In einer sich anschließenden regen Diskussion mit den interessierten Bürgerinnen und Bürgern, moderiert durch den EAK-Vorsitzenden Simon Nowack, stand Dr. Babak Khalatbari als Experte und Kenner des Nahen Ostens noch mehr als eine Stunden Rede und Antwort und berichtet auch, dass er als Reserveoffizier der Bundeswehr ab März 2016 für knapp 3 Monate selbst erneut in einen Auslandseinsatz geht, um sich an Bord des Einsatzgruppenversorgers „Berlin“ der Deutschen Marine an der EU-Mission European Naval Force Mediterranean zu beteiligen, deren Auftrag die Rettung von Bootsflüchtlingen und die Bekämpfung von Schlepperbanden ist.

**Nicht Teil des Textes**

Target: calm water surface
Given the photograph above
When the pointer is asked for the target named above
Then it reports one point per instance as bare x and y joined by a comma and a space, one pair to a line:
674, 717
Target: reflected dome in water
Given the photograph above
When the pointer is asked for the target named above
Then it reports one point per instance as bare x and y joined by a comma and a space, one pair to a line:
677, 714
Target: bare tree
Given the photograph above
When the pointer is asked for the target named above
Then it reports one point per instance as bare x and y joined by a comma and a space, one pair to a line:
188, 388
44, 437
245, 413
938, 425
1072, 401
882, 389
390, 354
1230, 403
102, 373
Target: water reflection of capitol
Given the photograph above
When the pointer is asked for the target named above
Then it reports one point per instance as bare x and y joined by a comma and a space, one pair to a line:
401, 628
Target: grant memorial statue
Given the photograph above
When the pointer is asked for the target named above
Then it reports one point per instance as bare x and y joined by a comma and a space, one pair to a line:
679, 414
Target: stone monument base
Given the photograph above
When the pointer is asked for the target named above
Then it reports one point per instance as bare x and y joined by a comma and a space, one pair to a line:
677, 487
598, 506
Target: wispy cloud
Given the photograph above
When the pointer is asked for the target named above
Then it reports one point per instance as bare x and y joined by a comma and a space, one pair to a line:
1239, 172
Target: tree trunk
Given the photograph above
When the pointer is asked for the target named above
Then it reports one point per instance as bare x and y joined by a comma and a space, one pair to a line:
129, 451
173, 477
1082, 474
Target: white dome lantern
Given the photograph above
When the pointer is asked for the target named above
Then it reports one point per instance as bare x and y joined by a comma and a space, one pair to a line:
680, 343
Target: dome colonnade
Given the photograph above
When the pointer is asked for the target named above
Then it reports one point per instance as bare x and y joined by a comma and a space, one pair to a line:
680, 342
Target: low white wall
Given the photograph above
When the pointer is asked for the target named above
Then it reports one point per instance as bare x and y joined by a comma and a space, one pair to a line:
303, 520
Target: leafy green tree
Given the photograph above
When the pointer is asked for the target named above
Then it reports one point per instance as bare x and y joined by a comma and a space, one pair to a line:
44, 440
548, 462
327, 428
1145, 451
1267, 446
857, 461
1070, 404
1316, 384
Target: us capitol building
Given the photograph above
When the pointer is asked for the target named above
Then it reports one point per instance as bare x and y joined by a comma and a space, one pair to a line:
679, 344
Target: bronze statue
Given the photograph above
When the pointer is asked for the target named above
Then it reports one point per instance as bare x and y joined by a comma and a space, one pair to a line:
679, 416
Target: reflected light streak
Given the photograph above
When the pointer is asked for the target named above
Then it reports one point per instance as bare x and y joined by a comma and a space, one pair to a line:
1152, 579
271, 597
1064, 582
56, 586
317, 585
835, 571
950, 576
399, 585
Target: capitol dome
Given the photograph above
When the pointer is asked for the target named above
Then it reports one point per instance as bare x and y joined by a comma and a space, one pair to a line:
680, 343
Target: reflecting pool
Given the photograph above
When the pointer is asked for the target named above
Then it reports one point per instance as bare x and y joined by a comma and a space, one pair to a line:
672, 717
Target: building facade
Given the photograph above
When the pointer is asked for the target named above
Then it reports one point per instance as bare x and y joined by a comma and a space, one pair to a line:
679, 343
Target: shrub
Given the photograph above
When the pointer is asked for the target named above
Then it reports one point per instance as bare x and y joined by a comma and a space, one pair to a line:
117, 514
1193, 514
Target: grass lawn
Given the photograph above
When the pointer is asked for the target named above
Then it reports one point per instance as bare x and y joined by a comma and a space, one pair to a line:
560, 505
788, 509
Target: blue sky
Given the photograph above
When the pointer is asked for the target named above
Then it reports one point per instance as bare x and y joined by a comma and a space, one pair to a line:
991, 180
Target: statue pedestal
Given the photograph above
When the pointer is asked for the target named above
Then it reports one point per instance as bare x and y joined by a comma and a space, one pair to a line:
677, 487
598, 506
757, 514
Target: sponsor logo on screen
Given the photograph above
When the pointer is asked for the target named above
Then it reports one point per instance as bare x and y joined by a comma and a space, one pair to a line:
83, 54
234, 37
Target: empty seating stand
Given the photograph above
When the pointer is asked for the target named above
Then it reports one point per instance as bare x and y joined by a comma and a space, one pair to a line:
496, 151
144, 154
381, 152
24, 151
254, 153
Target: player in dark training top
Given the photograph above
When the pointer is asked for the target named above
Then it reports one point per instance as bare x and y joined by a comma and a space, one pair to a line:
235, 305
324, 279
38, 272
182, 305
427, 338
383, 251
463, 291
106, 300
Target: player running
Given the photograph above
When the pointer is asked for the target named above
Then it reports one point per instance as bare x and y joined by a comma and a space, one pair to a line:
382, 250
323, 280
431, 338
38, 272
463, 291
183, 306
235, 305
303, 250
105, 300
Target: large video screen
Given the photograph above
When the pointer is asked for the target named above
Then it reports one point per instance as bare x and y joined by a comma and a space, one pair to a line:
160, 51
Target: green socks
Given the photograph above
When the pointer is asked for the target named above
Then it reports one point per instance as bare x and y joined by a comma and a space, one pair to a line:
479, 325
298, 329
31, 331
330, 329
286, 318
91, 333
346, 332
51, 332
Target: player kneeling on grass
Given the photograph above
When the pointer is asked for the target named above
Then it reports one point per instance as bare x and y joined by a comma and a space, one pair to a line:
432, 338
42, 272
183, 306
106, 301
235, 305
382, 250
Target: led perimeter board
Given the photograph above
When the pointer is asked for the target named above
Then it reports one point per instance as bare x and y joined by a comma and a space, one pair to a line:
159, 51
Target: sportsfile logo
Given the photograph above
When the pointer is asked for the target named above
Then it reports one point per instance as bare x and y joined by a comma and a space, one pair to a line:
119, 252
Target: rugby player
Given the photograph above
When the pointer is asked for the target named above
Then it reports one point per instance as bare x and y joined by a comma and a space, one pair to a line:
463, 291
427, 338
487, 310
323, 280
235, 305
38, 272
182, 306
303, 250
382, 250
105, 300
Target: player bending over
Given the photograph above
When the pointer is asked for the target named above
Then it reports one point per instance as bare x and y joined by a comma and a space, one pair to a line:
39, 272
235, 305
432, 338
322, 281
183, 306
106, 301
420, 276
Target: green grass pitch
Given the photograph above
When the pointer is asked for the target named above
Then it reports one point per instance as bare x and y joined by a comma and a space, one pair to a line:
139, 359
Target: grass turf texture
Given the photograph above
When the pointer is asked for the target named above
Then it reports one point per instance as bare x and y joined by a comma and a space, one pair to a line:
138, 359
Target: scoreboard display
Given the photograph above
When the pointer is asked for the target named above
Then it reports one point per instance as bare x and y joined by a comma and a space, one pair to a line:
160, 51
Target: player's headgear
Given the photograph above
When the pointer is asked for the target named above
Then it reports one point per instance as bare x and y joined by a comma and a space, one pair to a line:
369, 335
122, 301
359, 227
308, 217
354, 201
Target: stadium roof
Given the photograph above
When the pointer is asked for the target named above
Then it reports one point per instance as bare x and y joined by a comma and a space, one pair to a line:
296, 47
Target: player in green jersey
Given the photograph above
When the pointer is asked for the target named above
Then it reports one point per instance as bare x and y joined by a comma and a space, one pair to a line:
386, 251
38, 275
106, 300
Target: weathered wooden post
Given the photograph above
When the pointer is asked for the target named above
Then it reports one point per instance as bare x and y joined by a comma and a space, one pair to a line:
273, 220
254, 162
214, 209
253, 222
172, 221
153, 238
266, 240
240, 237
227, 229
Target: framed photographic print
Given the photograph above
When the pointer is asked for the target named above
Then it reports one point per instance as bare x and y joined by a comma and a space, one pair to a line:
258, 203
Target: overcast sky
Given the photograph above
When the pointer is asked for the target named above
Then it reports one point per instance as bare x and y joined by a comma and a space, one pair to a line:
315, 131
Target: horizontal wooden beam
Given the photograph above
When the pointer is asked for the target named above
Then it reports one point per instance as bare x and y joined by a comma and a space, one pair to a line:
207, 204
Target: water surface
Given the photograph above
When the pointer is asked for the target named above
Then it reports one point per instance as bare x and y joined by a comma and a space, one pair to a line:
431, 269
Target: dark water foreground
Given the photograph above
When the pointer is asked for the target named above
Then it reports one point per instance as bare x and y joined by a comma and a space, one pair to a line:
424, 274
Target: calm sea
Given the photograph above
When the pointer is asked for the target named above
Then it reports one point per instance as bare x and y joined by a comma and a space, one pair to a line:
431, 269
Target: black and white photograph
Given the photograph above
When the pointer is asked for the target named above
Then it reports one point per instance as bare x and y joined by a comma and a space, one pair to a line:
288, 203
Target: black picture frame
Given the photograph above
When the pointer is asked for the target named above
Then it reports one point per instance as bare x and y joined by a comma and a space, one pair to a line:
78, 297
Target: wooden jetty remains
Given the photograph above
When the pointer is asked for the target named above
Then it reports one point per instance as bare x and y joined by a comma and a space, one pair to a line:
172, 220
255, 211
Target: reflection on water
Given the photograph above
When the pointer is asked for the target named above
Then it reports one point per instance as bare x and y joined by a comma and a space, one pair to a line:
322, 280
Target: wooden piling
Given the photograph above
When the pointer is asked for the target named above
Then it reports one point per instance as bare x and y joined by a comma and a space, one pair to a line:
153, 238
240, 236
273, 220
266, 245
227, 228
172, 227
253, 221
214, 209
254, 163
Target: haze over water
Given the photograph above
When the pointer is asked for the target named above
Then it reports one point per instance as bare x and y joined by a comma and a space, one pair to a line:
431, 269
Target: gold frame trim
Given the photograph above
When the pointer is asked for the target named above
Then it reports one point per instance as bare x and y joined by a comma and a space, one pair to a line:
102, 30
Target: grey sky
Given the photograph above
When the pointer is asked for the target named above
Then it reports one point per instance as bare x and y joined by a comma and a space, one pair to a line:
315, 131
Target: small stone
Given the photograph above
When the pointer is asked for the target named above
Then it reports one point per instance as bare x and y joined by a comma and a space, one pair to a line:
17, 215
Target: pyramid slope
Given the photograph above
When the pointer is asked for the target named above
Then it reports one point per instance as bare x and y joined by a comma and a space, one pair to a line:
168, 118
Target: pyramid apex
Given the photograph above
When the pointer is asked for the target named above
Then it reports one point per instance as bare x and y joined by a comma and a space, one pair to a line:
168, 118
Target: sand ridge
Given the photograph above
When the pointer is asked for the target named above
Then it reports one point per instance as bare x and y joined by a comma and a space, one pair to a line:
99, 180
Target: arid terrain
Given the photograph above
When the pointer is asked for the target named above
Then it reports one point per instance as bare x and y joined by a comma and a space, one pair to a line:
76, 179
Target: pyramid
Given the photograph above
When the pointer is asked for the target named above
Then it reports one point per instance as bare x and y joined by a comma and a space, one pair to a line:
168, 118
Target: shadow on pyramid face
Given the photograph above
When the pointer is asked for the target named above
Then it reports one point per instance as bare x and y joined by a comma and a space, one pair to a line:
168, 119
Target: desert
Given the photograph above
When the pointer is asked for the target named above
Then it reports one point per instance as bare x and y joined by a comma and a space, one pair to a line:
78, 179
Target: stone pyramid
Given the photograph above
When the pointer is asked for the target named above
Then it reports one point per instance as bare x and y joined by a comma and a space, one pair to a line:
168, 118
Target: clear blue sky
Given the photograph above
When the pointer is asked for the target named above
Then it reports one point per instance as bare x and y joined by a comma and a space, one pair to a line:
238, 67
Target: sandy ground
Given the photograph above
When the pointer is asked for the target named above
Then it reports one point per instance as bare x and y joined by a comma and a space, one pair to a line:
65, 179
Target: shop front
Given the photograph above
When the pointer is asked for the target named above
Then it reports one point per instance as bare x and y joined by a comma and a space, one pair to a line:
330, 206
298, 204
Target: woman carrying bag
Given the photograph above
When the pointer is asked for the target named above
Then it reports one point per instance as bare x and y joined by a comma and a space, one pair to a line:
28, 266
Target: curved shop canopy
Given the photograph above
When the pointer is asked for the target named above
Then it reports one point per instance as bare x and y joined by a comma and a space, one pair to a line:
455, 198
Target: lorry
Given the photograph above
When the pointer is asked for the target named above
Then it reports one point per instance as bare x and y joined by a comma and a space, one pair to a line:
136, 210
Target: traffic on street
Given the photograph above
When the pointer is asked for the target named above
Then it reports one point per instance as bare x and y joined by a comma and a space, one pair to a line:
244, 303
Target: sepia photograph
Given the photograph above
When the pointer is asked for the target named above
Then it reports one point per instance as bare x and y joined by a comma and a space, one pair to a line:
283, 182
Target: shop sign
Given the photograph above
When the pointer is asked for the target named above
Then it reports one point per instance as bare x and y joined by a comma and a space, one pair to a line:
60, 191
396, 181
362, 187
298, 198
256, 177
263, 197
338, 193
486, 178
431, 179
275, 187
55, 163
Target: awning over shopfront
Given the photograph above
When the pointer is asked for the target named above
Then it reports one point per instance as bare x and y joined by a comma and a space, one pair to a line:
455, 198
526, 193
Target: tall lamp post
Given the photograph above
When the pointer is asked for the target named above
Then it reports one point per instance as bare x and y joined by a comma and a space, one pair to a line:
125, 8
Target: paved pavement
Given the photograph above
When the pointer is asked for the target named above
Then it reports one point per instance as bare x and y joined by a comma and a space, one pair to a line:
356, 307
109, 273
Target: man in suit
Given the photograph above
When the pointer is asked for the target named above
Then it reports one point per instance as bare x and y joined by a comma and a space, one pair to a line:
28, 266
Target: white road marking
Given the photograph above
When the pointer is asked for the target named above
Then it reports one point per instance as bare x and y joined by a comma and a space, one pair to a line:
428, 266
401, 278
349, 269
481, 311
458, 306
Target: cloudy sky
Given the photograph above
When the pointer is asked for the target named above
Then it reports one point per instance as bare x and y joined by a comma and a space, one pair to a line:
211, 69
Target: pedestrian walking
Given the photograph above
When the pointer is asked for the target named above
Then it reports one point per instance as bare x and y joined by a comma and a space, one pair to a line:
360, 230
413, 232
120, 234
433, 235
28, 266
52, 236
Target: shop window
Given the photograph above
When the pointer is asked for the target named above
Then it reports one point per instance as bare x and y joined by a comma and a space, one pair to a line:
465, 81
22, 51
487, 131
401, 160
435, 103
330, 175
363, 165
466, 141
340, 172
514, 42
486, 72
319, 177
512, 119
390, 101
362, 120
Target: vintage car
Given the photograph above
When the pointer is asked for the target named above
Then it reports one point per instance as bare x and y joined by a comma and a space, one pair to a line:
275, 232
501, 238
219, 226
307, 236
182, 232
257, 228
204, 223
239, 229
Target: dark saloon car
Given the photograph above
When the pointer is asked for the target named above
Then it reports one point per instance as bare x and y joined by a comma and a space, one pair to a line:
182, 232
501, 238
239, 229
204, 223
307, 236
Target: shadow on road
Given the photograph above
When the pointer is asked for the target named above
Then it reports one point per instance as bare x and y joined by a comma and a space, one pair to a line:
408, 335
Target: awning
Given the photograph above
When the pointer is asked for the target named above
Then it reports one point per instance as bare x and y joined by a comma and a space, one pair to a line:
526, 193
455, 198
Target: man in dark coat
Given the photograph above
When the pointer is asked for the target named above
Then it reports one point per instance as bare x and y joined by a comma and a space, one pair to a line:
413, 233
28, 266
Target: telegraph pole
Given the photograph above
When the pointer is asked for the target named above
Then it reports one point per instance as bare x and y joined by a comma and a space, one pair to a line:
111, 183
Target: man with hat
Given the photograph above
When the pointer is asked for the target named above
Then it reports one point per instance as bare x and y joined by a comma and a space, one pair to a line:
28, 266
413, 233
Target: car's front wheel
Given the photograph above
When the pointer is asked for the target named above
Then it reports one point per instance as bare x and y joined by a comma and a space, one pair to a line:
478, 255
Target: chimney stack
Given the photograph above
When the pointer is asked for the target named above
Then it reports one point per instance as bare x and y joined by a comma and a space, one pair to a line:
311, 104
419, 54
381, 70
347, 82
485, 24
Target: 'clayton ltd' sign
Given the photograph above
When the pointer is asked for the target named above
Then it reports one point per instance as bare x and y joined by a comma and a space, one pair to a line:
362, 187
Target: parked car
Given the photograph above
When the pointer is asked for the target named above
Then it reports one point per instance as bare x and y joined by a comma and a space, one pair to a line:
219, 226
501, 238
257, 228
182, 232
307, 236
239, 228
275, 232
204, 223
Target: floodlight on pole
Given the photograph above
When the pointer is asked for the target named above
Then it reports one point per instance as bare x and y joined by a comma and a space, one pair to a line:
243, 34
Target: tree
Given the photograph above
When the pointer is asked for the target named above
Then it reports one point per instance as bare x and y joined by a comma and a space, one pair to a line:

Das Schlusswort hielt der Herdecker CDU Vorsitzende Gisbert Holthey, der den Ratsvorsitzenden der EKD Bischof Heinrich Bedford-Strohm zitierte und kurz auf die aktuelle Flüchtlingssituation in Herdecke einging.

Information:

Der Evangelische Arbeitskreis der CDU/CSU (EAK) ist der Zusammenschluss aller evangelischen Unionsmitglieder, die wegen ihres Glaubens und seiner Grundlagen in den Unionsparteien einen Beitrag zu einer vor Gott und den Menschen verantworteten Politik leisten wollen. Im EAK arbeiten aber genauso Menschen mit, die keine Mitglieder der Unionsparteien sind, er übernimmt insofern eine wichtige Brückenfunktion zwischen Partei sowie Kirche und Gesellschaft. Der EAK hat das grundsätzliche Anliegen, evangelische Christen zum profilierten politischen Engagement zu ermutigen. Der EAK wurde 1952 in Siegen gegründet, nachdem der damalige Bundestagspräsident, Oberkirchenrat Dr. Hermann Ehlers, und andere befürchteten, die Union evangelischer und katholischer Christen könnte durch das katholische Übergewicht und die Uneinigkeit auf evangelischer Seite gefährdet sein. Um die evangelische Stimme in der Partei zu einen und zu stärken, kam es zur Gründung des EAK.
Im Ennepe-Ruhr-Kreis hat der EAK rund 700 Mitglieder.